It's That Time Again. Time To Cook With Betty.


Once a year-ish,

I like to whip out this 60's Betty Crocker and get cookin'. There are great, classic, go-to recipes in here. And then. . . there are some "other" recipes. The red-headed stepchild of the family, if you will.
Those are the ones I love. The crazier recipe, the better. I find it to be so choice.
If we haven't been friends for long, you've been missing out on such culinary creations as--

Petals 'N Pickles. These were un.real.

I like to call this one,

"Worms Writhing In Sand". I dare you to tell me the 60's photo in Betty's book doesn't look like that. I dare ya.

(Actually, it's a meringue cake that smelled fantastic and was actually pretty good. I confess I was disappointed.)
And the last wonderful "smart" and "neat" dish I chose was the "Tangy Tomato Aspic" (dun dun dun.)

Wait. First, let's talk about aspics ("an 'As-what'??").
Someone back in the 50's got this crazy idea that everything should be gelatinized. These things are so amazing.
Take your entire meal, throw it into to Jell-o,

mold it,

and voila. It's a jiggly masterpiece. My family really likes tuna pasta. Can you imagine that as an aspic? Wow. That could really be something else.
This was the face of American cooking, people.

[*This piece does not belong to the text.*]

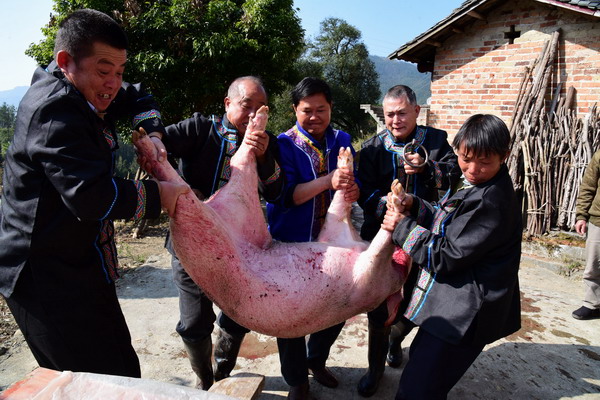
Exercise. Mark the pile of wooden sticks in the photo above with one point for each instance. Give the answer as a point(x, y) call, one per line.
point(550, 146)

We put our trust in Betty. And. . . we got aspics. ("An 'as-what'?")
Okay so um, first off--
why are we only cooking with Betty once a year? It's so delightful. I believe this should be a bi-annual, nay, a quarterly task. Don't you? Of course you do. What could be more fun then wasting perfectly good ingredients?
But back to the aspic. ("An 'as-what'?")

(Yeah. You read that right. Hot dog-macaroni aspic.)
My Tangy Tomato Aspic didn't turn out, because I don't just have aspic molds lying around like the rest of the world. I'm not fancy enough for that.
And if I can't master the art of an aspic, how can I go on?
Let's do this again. We must.
Check out the Tangy Tomato Aspic's cookbook buddy next door:
"Perfection Salad". Yes. This is happening.

Wait wait wait. Can we get a close up of those little Perfection Salad mini-aspics?

'Mmm mmm mmm. We're all licking our chops about now.

Lemon jell-o, cabbage, pimientos, salt, lemon juice OR vinegar (because they're so close in taste?? What the. . . )?

My spidey senses are tingling with warning. But how can we go wrong? I mean, it is a "Perfection Salad".

Just look at these all ready. You know, this one time, I saw this cat cough up a hairball, and some other stuff came up to, and it. . . never mind.
Actually it kinda reminds me of what freezing egg drop soup in a mini bundt pan might look like.
Here's the real trick-- the test-- this is where I become a real man-- or woman--
getting them out of there clean and still properly shaped.
I DID IT!!! YES. I am totally bringing these to the next church potluck.


You know what these taste like?


Exactly like you'd expect lemon jell-o with salt, cabbage, pimentos, and pickles to taste like. Shudder. And I really do have a strong stomach.
I think I just. . . yeah. I had an idea. I'm leaving these out as a warning to my kids. Think my real cooking is bad, kids? Wanna complain about dinner again, kids? Well allllllll food is off limits until you apologize. Eat crow. Or, one of these perfection salads.
"Yeah. You heard me, kids. Every.last.bite."